Whose Kid is that Anyways?
Do you ever sit back and watch some poor parent have to deal with his screaming, crying kid throwing a temper tantrum for everyone to see? It’s a pleasure to know as a parent that you have lived through that tremulous period of life and can now empathize with other parents facing the scourge of their monstrous kids.
“Do you see this?” I asked Judy sitting next to me at Shabbat services. No, what, she asked. “The two kids are kissing and hugging and now they’re chasing each other around the stage.” She saw the chasing part but missed the real entertainment before it.
The rabbi sitting a few rows back walked up behind us and said, I hope you don’t write about this in your blog. I laughed. Why would I write about something as mundane as a plethora of little kids rising to the bimah on Saturday morning? I had witnessed a spectacle that woke me from my 2 1/2-hour-Hebrew-prayer-induced-semi-snooze but unless I video taped it and showed it on America’s Funniest Videos or on YouTube, the shenanigans would soon be forgotten.
After the services, I laughed to the rabbi, saying I thought it was kind of cute. Heck, the boy and girl were maybe 4 or 5 years old and yeah, they didn’t understand the sanctity of Shabbat services or being a few feet from the Torah scrolls, but kids will be kids, I thought. I wasn’t sure if the rabbi was joking or serious when he said he didn’t think it was cute at all.
This was the same rabbi who officiated years before a mock marriage ceremony of my son’s friend to my son, dressed in his friend’s mother’s dress and shoes. They were learning about Jewish rituals and what better way to learn than to participate in a semi-actual wedding a few years before same-sex marriage became legal in Massachusetts. We took a video tape of the occasion and laughed at the dress and shoes that Bev Yost donated to Kyle to wear for the big occasion. I mean it was the synagogue’s executive director’s son who was getting married to ours and she was the executive director’s wife. Kyle, agreeing to be his friend’s fictitious “wife,” didn’t mind being the big husky kid in a dress and high heels, looking a little like Rudy Giuliani in drag.
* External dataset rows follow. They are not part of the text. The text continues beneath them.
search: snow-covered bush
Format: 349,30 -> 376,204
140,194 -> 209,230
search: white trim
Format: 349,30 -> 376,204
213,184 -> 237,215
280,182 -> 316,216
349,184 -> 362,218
Of course, we were all a part of the educational service which wasn’t intended to be funny. But how can you not laugh at a boy dressed in drag? I still have photos of my brother, Kenny, dressed as a girl in a Halloween party at the Palace for the Detroit Pistons first home game in 1981. It’s hard not to laugh at it, even if the laughter kind stings a little bit now.
Kids don’t always mean to be funny when they get in trouble, but years later, we can laugh at their antics. It wasn’t supposed to be funny, for instance, when I opened the door to my dad’s car in the first year of the Kennedy administration, sat on the front seat, and pulled the transmission lever into reverse. The car started moving until it smacked my great grandfather’s car and left a big dent in both. My great grandfather didn’t find the actions of his great grandson very cute when he got the car repair estimate. Neither he nor my parents wanted to pay for it, and I certainly didn’t have enough money in my piggy bank to get both cars fixed.
I was not a very good kid, as reported to me over the years. I slept poorly, had bouts of colic, had unruly tonsils, rocked back and forth in the car, and liked to bite people. My cousin, Jeff, said recently he remembered sticking his finger in front of my mouth to test me and I fell for the trick, taking a big chunk out of his knuckle. And I became infamous around my neighbors when a neighbor boy talking to my parents suddenly burst out screaming. It turned out that I sunk my teeth into his tush (buttocks, rear end, or whatever word suits your fancy.) When I asked my parents how old I was, they thought I was maybe five or six. I thought, jeez, how could I be that bad in kindergarten? I had always thought I bit people when I was younger than two but grew out of my Dracula-themed need.
At least, I didn’t take a chunk out of a boy on the bimah at the synagogue.
I can think of a lot of good Yiddish words for trouble-making kids like me or the two smoochers at shul. How about this? I was a pisher who acted like a shmendrick with a lot of chutzpah as I noshed on some tuches.
Do you ever sit back and watch some poor parent have to deal with his screaming, crying kid throwing a temper tantrum for everyone to see? It’s a pleasure to know as a parent that you have lived through that tremulous period of life and can now empathize with other parents facing the scourge of their monstrous kids.
Now, I just sit back and laugh at the trouble makers and pretend it’s a scene from America’s Funniest Videos or wait for the day when I have to be subjected to a grandparent’s nightmare: an embarrassing grandchild, driving the adults nuts, without any shame or guilt.
When I’m 64, I will make sure I’m wearing a baseball cap and when the moment comes when my grandson does something stupid, slide the bill down over my eyes and say to myself like Colonel Klink from Hogan’s Heroes: “I see nothing. Whose kid is that anyways?”